In my java web application, I have a single background-worker thread, which requires a lot of stack space, because it runs a really complex workflow using the activiti workflow engine and groovy script tasks.

Currently I need to set the JVM Xss setting as high as 16MB on a 64bit Java and Tomcat, to circumvent any StackOverflowErrors. If the error occurs the stack trace is really huge (several hundred lines long) but it all happens inside the engine, so I can't really do anything about it.

Now my question is: is there a way to increase the stack size of a single thread at runtime?

I'd like to lower the JVMs default Xss settings for all threads in the application to 512k, which I know is enough and only run the worker with 16M.

The Java API provides some information on this topic for a constructor of the Thread class:

public Thread(ThreadGroup group,
              Runnable target,
              String name,
              long stackSize)

but it mentions, that the behaviour is not guaranteed ([1]) and I didn't find any information, if it would work on windows.

Also, if the stack space of one thread cannot be increased and I have to specify 16MB as default value, what would be the consequences of having such a high setting? Would that mean that every new thread would reserve 16MB of memory upon initialization (i.e. 200 threads * 16MB: 3,2 GB)?
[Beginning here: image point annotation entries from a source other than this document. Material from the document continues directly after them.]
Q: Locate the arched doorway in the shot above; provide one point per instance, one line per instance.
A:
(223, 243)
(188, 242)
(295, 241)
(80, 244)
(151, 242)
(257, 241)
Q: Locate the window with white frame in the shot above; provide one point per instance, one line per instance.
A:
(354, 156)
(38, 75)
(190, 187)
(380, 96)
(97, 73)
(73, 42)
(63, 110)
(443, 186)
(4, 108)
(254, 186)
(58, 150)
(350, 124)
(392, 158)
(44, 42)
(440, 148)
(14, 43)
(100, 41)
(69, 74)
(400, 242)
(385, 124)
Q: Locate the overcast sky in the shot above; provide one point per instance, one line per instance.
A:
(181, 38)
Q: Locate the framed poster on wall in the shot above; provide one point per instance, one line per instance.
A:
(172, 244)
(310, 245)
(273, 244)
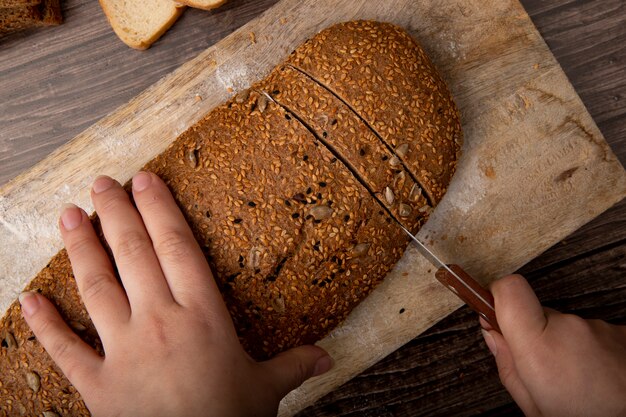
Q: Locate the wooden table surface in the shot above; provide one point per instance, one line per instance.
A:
(56, 82)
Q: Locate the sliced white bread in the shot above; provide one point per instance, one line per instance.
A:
(139, 23)
(202, 4)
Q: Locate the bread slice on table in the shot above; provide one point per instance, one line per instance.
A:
(18, 3)
(139, 23)
(24, 16)
(202, 4)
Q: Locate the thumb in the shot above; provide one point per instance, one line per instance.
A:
(507, 371)
(292, 367)
(520, 315)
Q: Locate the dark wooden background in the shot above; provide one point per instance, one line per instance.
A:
(56, 82)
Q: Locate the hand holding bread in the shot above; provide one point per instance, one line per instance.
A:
(171, 348)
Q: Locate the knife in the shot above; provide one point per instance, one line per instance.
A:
(461, 283)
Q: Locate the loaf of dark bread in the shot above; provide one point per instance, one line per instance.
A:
(292, 189)
(24, 14)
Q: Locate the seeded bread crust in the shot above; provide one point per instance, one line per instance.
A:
(46, 13)
(339, 127)
(297, 233)
(18, 3)
(386, 77)
(202, 4)
(279, 217)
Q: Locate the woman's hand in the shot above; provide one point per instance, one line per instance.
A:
(556, 364)
(170, 346)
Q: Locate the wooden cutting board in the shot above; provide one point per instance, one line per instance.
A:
(535, 166)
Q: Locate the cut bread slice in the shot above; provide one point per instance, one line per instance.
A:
(47, 13)
(202, 4)
(139, 23)
(18, 3)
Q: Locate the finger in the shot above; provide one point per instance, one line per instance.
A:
(103, 296)
(291, 368)
(183, 263)
(123, 229)
(520, 315)
(507, 372)
(76, 359)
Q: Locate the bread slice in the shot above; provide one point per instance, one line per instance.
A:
(47, 13)
(422, 122)
(139, 23)
(18, 3)
(202, 4)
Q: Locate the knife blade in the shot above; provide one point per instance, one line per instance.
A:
(452, 276)
(460, 283)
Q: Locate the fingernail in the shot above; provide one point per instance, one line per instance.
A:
(71, 216)
(490, 341)
(322, 365)
(102, 183)
(29, 303)
(484, 323)
(141, 181)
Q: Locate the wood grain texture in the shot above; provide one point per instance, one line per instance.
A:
(47, 97)
(584, 274)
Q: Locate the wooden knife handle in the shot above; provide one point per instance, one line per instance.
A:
(478, 298)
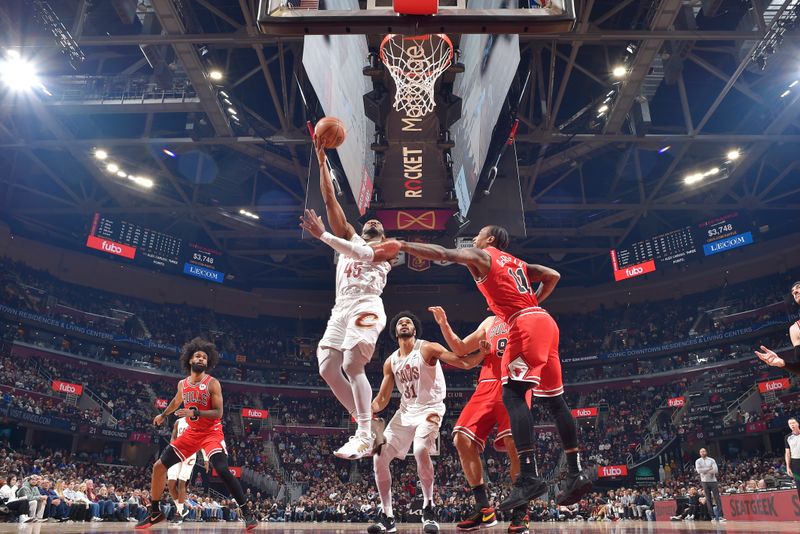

As far as I can tell from jconsole and taskmgr, the memory footprint doesn't seem to have changed much since the increase of the Xss settings, but maybe I'm missing something.

Any help or clarification would be appreciated.

[1]: http://docs.oracle.com/javase/6/docs/api/java/lang/Thread.html#Thread(java.lang.ThreadGroup, java.lang.Runnable, java.lang.String, long)

like image 576
thawall Avatar asked Jul 16 '12 15:07

thawall


1 Answers

Its worth nothing that -Xss on HotSpot specifies the maximum size, not the size it will use. The size used is based on usage so if you specify this unreasonably large it will waste virtual memory (which can be a problem on a 32-bit JVM) but it won't waste physical memory. If you have a 64-bit JVM, there is little disadvantage in making the largest you want any thread to be.

Also, if the stack space of one thread cannot be increased and I have to specify 16MB as default value, what would be the consequences of having such a high setting? Would that mean that every new thread would reserve 16MB of memory upon initialization (i.e. 200 threads * 16MB: 3,2 GB)?

Each thread will use this much virtual memory. On a 32-bit JVM, you will run out of address space even if you actually use very little memory. On a 64-bit JVM, your limits is in the TB and only the stack actually used will use main memory.